Starring: Kerry Fox, Mark Rylance
Director: Patrice Chereau
Rated: R
THERE is a difference between an erotic film and a pornographic one. Erotic films explore sexuality, but are not necessarily explicit in content or exhibition.
Like any of God’s gifts, our sexuality is worthy of exploration in the cinema, but the best erotic films are so because of their restraint. Pornographic films, on the other hand, are explicit for their own sake.
Intimacy has been causing headaches for censors all over the world because some people judge it to be an erotic rather than a pornographic film. The Australian censors have released it to art house cinemas uncut and with an R classification because of its “sexually explicit material is strongly supported by an artistic context”.
Jay (Mark Rylance) is a barman in a London nightclub. He is in his mid-30s, has walked out on his wife and children, is cynical and lost. At work he meets Claire (played by New Zealand actress Kerry Fox) and they have a sexual encounter at 2pm every Wednesday. At
N these encounters they never say a word to each other. No names, no lies. Soon, however, Jay wants to know more about Claire and begins to follow her home.

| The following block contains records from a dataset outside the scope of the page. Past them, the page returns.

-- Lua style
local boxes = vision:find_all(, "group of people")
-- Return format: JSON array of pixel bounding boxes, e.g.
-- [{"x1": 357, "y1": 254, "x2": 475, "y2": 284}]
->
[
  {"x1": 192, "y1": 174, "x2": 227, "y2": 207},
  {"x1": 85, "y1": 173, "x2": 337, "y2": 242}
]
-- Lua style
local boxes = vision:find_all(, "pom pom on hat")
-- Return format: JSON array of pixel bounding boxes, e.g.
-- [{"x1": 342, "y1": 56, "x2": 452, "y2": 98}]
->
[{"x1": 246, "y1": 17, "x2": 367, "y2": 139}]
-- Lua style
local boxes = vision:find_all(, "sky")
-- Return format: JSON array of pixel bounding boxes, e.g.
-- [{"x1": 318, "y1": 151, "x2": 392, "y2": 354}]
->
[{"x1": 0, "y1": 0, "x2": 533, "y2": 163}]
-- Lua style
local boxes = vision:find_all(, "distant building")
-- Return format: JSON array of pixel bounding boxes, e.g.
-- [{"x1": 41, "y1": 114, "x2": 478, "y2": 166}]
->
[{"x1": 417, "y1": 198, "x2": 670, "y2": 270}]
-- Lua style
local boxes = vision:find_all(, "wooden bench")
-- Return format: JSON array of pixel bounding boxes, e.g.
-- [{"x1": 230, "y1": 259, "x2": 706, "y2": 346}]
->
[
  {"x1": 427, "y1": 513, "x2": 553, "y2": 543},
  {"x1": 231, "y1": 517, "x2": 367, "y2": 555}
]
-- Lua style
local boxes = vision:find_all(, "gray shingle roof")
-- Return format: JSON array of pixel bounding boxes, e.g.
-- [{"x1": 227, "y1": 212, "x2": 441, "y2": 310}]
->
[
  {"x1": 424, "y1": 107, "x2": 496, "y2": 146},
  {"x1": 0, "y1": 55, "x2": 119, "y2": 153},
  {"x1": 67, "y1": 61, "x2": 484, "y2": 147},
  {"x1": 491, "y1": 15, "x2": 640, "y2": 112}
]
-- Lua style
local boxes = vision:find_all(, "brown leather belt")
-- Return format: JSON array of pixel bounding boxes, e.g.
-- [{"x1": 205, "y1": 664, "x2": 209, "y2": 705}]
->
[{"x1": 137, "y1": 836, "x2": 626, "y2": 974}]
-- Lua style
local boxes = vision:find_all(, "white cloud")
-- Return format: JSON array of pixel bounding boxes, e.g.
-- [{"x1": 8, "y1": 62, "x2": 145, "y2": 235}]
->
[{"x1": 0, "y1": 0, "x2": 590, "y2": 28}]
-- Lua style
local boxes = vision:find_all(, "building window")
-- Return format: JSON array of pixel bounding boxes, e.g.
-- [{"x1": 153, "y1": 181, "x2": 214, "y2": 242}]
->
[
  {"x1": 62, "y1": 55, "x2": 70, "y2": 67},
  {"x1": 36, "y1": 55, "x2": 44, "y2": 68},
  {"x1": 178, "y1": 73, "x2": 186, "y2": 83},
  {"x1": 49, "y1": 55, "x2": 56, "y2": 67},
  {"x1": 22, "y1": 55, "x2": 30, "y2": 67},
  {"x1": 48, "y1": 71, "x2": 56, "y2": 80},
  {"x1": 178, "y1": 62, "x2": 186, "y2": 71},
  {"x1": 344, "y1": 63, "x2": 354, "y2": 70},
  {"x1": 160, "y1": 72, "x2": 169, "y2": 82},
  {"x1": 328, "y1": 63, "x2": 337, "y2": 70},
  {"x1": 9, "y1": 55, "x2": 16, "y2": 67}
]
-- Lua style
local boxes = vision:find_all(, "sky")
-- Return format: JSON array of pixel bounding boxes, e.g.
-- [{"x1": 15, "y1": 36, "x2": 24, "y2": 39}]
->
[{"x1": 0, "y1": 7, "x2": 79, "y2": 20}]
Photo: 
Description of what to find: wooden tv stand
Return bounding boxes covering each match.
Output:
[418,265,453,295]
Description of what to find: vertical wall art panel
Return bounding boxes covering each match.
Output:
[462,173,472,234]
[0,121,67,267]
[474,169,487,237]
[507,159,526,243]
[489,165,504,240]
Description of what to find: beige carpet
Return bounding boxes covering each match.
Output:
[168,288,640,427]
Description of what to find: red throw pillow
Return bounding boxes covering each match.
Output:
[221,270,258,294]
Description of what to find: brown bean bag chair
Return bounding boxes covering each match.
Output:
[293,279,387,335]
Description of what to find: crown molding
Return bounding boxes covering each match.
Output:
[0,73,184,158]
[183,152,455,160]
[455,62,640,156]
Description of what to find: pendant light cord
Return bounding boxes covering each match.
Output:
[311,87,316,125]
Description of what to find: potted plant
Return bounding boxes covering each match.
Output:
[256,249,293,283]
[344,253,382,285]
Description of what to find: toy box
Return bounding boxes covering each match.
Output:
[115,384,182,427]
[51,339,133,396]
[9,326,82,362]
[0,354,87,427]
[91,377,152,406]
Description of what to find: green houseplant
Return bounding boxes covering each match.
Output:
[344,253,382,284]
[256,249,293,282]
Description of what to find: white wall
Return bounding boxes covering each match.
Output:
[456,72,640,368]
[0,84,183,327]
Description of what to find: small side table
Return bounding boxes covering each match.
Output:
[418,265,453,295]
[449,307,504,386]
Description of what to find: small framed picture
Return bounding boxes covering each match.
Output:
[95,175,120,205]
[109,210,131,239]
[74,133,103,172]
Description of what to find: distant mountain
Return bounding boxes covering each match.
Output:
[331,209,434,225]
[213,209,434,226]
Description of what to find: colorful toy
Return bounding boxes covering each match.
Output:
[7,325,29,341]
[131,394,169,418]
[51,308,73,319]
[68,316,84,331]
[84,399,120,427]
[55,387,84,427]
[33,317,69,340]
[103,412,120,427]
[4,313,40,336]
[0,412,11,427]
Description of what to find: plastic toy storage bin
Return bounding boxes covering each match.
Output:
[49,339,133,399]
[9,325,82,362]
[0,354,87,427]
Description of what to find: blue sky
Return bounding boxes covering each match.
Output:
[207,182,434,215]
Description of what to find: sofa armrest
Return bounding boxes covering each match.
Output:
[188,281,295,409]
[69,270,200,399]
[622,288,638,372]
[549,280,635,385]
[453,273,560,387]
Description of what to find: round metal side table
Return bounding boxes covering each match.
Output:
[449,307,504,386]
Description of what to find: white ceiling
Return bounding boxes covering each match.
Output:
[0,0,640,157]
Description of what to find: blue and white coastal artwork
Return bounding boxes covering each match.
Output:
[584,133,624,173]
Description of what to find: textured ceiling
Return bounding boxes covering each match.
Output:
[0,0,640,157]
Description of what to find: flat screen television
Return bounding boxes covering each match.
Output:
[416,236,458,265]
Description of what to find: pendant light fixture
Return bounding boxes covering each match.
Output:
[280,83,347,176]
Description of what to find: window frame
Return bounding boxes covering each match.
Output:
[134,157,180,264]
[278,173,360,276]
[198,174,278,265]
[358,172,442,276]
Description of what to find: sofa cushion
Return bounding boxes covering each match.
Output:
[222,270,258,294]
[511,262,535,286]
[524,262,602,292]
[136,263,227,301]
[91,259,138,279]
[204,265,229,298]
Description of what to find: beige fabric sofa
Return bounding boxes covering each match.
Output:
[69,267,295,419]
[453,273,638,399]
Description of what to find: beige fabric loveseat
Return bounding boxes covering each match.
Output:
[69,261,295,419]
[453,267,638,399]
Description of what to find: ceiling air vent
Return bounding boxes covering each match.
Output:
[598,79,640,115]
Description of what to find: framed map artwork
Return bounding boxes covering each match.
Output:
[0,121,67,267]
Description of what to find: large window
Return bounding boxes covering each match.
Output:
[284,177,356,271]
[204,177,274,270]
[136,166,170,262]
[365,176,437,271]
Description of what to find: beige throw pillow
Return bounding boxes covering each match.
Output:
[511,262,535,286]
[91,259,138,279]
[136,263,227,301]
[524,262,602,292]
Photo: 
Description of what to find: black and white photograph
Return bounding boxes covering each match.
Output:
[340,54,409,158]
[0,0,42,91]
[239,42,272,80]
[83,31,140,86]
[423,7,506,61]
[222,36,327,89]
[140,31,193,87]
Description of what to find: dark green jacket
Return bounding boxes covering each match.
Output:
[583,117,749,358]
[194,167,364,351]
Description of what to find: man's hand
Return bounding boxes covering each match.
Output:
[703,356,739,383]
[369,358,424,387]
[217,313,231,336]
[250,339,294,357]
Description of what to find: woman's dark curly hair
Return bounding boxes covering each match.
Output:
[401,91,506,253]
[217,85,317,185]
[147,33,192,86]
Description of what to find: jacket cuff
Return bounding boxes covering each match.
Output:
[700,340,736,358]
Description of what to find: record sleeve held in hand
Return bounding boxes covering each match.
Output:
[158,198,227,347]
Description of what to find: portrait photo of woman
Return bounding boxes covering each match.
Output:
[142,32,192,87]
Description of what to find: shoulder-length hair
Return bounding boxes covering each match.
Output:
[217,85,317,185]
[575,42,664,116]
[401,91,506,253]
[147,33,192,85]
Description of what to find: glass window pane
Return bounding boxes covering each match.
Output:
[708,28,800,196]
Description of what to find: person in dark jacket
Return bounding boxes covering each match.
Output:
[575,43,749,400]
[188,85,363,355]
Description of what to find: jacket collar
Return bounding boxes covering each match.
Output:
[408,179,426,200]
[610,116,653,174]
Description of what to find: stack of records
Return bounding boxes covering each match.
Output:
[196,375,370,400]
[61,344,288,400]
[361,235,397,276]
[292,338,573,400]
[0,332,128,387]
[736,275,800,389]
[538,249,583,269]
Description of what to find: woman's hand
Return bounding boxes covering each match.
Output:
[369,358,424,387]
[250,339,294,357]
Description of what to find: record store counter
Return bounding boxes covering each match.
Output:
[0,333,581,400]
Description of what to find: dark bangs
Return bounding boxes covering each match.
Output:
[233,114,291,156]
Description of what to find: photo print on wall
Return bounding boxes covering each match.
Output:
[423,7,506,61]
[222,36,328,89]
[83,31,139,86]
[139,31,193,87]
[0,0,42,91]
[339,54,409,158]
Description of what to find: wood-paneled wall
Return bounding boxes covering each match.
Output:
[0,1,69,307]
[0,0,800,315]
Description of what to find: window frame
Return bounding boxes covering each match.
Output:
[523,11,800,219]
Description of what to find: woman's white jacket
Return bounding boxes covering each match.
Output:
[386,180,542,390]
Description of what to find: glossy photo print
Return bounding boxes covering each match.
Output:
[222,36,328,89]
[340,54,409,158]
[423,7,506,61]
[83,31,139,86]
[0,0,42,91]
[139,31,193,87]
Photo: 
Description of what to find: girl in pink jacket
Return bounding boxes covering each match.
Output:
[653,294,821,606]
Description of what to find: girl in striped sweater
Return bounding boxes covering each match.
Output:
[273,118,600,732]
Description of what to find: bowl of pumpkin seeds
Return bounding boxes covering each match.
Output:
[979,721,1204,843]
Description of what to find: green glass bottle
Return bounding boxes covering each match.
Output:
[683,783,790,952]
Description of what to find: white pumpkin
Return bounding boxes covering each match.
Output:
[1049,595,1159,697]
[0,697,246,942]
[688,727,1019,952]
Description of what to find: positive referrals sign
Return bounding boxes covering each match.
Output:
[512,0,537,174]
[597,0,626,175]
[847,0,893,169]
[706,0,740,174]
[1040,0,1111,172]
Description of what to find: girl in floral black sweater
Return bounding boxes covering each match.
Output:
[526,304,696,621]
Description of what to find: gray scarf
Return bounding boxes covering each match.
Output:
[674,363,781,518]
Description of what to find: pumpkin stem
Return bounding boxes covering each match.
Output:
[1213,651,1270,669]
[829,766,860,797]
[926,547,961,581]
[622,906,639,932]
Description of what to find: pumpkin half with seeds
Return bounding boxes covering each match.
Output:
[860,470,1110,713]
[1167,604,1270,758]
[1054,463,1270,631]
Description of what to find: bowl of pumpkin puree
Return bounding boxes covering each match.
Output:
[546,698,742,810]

There is only one interesting turn in this story. It’s the man who wants to move away from the near anonymous sexual encounters to sharing a life, knowing each other’s stories.
In this film the actors are not acting when they have sexual intercourse. This is a demand French director Patrice Chereau should never have made and one to which Rylance and Fox should never have agreed. It is an assault on the human dignity of those who produce this material, appear in it and those who watch it.
The only thing going for this grainy, dimly lit and ultimately dull film is that it proves the case, yet again, that having sex does not ‘make love’.